Hessisches Schulgesetz ist ein Inklusions-Verhinderungsgesetz

LINKE teilt Kritik an der Umsetzung der UN-Behindertenkonvention

Nach der heftigen Kritik der GEW an den Vorgaben des hessischen Kultusministeriums zur Umsetzung der UN-Behindertenkonvention und den Plänen von verzweifelten Eltern in Hanau eine Privatschule zu gründen, sieht DIE LINKE dringenden Korrekturbedarf in der hessischen Bildungspolitik. In einer Pressemitteilung der LINKEN teilen die bildungspolitische Sprecherin der Landtagsfraktion Barbara Cárdenas und der Hanauer Fraktionsvorsitzende Jochen Dohn die Befürchtungen. 

„Die Gewerkschaft sowie die Personalräte und Vertrauensleute aus den Schulen des Main-Kinzig-Kreises haben Recht. Das neue hessische Schulgesetz und nun die Verordnung der Kultusministerin Henzler (FDP) bedeutet die Verhinderung von Inklusion und werden zu einer Verschlechterung der Situation für Schülerinnen und Schüler sowie zu einer steigenden Mehrbelastung der Lehrkräfte führen“. Deshalb fordert Cárdenas die Verordnung über Unterricht, Erziehung und sonderpädagogische Förderung von Schülerinnen und Schülern mit Beeinträchtigungen oder Behinderungen (VOSB) an die UN-Behindertenkonvention anzupassen und nicht hinter die Standards des Gemeinsamen Unterrichtes zurückzufallen. 

So sieht die VOSB einige Verschlechterungen vor.

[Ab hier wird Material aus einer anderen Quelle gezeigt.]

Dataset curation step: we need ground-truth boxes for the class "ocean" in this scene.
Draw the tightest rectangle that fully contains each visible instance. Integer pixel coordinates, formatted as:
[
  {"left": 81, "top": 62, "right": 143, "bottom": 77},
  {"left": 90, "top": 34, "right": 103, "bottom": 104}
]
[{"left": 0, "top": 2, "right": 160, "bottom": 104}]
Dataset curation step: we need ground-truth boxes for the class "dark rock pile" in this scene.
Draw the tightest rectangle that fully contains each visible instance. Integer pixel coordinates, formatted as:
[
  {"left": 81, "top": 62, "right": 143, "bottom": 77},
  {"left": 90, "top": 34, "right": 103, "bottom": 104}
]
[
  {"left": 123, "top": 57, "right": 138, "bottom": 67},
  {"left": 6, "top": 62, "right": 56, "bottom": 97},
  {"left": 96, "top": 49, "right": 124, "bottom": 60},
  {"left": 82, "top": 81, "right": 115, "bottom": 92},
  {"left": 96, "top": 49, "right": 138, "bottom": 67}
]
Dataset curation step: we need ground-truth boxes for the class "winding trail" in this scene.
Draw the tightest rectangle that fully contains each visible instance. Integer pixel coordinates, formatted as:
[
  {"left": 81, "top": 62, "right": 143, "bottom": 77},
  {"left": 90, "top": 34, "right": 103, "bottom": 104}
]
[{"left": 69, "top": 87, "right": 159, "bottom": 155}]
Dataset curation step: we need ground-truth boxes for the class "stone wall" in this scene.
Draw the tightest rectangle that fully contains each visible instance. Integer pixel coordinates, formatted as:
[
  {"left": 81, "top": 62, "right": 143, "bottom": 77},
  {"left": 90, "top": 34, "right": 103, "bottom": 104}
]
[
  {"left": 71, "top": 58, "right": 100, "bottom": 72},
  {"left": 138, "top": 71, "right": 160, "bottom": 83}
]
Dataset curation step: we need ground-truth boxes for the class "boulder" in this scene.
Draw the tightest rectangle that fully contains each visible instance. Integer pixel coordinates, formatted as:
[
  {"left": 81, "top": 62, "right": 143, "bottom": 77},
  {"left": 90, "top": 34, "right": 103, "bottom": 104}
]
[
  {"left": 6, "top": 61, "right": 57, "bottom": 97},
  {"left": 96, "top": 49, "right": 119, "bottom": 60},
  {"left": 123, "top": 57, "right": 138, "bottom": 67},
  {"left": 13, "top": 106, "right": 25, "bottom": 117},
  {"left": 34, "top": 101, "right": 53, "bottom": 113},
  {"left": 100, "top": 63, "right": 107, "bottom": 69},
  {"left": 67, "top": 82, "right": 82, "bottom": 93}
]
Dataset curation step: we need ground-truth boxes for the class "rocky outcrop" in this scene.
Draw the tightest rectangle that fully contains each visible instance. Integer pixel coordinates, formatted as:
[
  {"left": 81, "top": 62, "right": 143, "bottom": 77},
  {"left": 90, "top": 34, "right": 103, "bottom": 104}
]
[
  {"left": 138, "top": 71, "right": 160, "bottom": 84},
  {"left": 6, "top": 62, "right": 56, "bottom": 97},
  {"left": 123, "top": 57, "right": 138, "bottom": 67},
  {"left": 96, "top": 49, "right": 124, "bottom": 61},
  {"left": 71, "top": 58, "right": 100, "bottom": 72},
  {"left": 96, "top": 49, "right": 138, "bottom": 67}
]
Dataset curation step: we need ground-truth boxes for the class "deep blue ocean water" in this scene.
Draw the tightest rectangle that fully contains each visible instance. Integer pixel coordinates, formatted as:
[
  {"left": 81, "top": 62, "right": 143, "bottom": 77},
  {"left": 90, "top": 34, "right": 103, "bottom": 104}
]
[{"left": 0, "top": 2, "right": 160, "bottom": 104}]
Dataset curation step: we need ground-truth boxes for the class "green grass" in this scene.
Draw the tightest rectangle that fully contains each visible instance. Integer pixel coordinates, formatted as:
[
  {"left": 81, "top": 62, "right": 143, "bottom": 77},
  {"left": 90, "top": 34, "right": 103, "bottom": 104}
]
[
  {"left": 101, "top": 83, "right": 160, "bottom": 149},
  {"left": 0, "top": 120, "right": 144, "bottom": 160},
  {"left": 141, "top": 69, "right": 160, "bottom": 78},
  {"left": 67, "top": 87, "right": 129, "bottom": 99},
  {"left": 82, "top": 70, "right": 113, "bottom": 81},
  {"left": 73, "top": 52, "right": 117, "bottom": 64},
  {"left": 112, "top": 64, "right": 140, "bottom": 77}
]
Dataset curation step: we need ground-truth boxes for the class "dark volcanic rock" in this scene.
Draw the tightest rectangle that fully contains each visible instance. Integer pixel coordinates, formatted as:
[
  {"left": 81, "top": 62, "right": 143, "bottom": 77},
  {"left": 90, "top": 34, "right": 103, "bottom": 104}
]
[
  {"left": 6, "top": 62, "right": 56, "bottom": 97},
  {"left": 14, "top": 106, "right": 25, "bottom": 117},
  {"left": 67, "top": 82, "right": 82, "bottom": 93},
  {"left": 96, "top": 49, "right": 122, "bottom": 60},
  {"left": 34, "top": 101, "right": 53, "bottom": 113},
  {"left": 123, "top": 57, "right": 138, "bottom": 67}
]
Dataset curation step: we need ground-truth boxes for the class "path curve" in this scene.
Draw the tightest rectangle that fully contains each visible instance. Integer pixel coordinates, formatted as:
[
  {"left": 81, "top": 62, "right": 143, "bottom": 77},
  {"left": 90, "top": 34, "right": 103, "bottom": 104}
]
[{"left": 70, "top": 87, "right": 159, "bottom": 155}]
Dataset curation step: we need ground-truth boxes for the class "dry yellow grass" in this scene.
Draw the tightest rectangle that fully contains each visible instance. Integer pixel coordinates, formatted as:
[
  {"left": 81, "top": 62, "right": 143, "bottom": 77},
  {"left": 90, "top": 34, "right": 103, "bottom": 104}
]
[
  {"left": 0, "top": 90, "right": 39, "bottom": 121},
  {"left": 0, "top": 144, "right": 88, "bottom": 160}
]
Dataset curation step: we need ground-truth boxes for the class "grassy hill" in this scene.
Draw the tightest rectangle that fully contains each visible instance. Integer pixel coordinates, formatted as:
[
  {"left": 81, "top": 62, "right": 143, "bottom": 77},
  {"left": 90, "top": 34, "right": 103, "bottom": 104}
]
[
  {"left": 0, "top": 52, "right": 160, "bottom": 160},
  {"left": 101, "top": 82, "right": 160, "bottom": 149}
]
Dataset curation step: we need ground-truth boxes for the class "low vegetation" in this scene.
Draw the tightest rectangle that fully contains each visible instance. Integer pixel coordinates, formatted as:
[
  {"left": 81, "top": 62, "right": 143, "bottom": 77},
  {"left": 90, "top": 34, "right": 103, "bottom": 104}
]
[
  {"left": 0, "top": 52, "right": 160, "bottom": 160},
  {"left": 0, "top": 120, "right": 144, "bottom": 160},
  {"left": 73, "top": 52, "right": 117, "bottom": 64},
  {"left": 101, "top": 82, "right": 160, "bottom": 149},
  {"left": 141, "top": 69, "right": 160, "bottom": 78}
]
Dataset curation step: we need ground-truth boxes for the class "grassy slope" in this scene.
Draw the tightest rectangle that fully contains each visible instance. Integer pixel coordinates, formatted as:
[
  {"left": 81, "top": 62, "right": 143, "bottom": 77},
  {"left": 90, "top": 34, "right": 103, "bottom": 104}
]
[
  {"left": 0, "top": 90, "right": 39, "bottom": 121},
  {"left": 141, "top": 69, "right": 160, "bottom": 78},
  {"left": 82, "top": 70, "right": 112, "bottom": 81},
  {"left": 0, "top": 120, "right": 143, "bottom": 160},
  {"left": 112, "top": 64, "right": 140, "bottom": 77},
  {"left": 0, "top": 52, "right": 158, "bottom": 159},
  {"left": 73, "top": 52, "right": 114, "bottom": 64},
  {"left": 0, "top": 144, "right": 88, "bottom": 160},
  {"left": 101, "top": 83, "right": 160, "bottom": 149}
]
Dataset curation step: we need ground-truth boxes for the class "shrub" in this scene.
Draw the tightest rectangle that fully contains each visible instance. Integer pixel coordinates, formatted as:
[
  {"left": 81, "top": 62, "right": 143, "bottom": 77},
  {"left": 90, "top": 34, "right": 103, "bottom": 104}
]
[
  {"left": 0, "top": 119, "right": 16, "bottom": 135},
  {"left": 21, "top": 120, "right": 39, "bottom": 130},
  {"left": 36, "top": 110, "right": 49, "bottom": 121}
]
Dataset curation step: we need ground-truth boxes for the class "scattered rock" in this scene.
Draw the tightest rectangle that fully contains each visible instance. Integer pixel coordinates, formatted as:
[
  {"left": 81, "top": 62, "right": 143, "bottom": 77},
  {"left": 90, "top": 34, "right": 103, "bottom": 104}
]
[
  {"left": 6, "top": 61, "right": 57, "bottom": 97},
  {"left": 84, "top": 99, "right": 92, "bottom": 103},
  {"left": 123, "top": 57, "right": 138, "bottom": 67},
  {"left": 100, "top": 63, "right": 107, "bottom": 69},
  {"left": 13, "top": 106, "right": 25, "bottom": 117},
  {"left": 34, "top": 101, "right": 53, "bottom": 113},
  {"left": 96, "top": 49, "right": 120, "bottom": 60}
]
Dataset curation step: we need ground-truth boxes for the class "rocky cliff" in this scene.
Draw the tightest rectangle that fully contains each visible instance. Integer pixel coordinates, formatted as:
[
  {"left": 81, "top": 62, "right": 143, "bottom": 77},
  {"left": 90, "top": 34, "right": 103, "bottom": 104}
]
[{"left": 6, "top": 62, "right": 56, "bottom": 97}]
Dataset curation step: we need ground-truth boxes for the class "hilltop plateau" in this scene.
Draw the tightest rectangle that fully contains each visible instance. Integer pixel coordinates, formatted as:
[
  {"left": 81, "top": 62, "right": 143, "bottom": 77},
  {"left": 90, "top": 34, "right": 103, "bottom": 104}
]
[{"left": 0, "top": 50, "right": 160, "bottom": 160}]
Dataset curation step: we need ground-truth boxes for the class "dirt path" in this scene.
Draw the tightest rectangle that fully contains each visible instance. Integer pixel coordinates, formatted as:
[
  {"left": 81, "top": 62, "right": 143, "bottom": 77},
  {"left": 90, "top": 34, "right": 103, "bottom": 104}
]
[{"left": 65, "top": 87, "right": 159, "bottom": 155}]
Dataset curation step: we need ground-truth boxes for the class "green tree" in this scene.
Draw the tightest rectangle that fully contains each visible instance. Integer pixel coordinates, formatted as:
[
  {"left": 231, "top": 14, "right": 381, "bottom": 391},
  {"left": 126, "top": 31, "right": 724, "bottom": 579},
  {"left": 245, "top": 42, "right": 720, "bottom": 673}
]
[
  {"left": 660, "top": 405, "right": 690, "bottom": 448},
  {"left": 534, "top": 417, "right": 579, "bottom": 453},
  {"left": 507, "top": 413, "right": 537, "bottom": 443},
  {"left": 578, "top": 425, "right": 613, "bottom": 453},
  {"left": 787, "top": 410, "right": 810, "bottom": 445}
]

Die Klassenhöchstgrenze für den Gemeinsamen Unterricht von behinderten und nicht behinderten Kindern wird aufgehoben. Zudem wird die Zahl der Förderstunden zusammengestrichen, je nach Fall beträgt diese nicht mehr mindestens 5 bis maximal 10 Lehrerstunden pro Kind, sondern nur noch 4 Stunden. Dies wird dadurch verstärkt, dass es keine Begrenzung der Kinder mit festgestelltem Förderbedarf pro Klasse mehr geben wird.  

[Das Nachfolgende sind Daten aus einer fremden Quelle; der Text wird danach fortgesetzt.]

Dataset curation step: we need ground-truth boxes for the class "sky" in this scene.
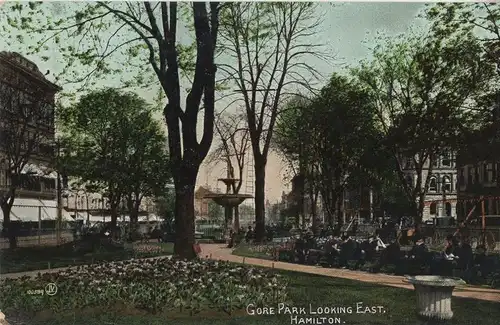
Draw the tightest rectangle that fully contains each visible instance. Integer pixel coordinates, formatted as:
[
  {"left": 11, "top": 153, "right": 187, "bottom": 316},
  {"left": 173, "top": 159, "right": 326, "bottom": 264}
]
[{"left": 0, "top": 2, "right": 425, "bottom": 202}]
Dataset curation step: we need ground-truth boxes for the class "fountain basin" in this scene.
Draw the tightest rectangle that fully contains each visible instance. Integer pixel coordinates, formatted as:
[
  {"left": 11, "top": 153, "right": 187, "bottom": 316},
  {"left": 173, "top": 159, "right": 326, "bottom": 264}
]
[
  {"left": 204, "top": 193, "right": 253, "bottom": 207},
  {"left": 403, "top": 275, "right": 465, "bottom": 320}
]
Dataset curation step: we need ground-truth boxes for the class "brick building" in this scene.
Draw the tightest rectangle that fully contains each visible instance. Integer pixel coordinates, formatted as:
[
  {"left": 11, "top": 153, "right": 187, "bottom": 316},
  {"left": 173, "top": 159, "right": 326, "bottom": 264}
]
[
  {"left": 0, "top": 51, "right": 61, "bottom": 221},
  {"left": 457, "top": 93, "right": 500, "bottom": 224},
  {"left": 403, "top": 150, "right": 457, "bottom": 221}
]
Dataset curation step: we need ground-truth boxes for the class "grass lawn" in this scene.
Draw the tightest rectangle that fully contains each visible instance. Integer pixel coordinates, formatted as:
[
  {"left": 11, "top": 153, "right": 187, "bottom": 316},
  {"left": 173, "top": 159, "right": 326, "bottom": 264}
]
[
  {"left": 0, "top": 243, "right": 174, "bottom": 274},
  {"left": 24, "top": 271, "right": 500, "bottom": 325}
]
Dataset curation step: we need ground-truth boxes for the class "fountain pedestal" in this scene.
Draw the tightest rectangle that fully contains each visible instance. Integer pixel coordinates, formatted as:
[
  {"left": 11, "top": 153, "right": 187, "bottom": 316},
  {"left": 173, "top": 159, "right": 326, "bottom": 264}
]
[{"left": 403, "top": 275, "right": 465, "bottom": 324}]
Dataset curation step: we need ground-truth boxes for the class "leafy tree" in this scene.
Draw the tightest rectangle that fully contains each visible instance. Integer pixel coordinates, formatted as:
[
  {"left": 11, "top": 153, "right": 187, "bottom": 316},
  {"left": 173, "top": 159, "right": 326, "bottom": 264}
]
[
  {"left": 58, "top": 88, "right": 169, "bottom": 225},
  {"left": 0, "top": 60, "right": 59, "bottom": 248},
  {"left": 276, "top": 74, "right": 380, "bottom": 224},
  {"left": 354, "top": 33, "right": 492, "bottom": 221},
  {"left": 208, "top": 200, "right": 223, "bottom": 221},
  {"left": 155, "top": 189, "right": 175, "bottom": 224},
  {"left": 219, "top": 2, "right": 322, "bottom": 240},
  {"left": 273, "top": 96, "right": 319, "bottom": 228},
  {"left": 122, "top": 110, "right": 171, "bottom": 222},
  {"left": 3, "top": 1, "right": 220, "bottom": 258},
  {"left": 425, "top": 3, "right": 500, "bottom": 129}
]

Für Jochen Dohn ist die gewollte Verhinderung von Inklusion in den Schulen ein Affront gegen die gute Arbeit in den kommunalen Kindertagesstätten. „Von dem Ziel, behinderte Kinder flächendeckend in alle Kitas zu integrieren, damit es selbstverständlich ist, dass alle Kinder, auch mit geistigen oder körperlichen Handicaps, gemeinsam untergebracht werden, ist das Land jahrzehnteweit entfernt.“ 

Deswegen können die beiden LINKEN-Politiker den Unmut und die Verärgerung, gerade auch von betroffenen Eltern, verstehen. Wenn die einzige Möglichkeit darin besteht, ihr Kind in eine Förderschule zu geben oder eine Privatschule zu gründen, weil die Regelschule einen inklusiven Unterricht aus finanziellen, personellen sowie baulichen Gründen nicht anbieten kann, ist dies für ein reiches Land wie Hessen, eine Schande.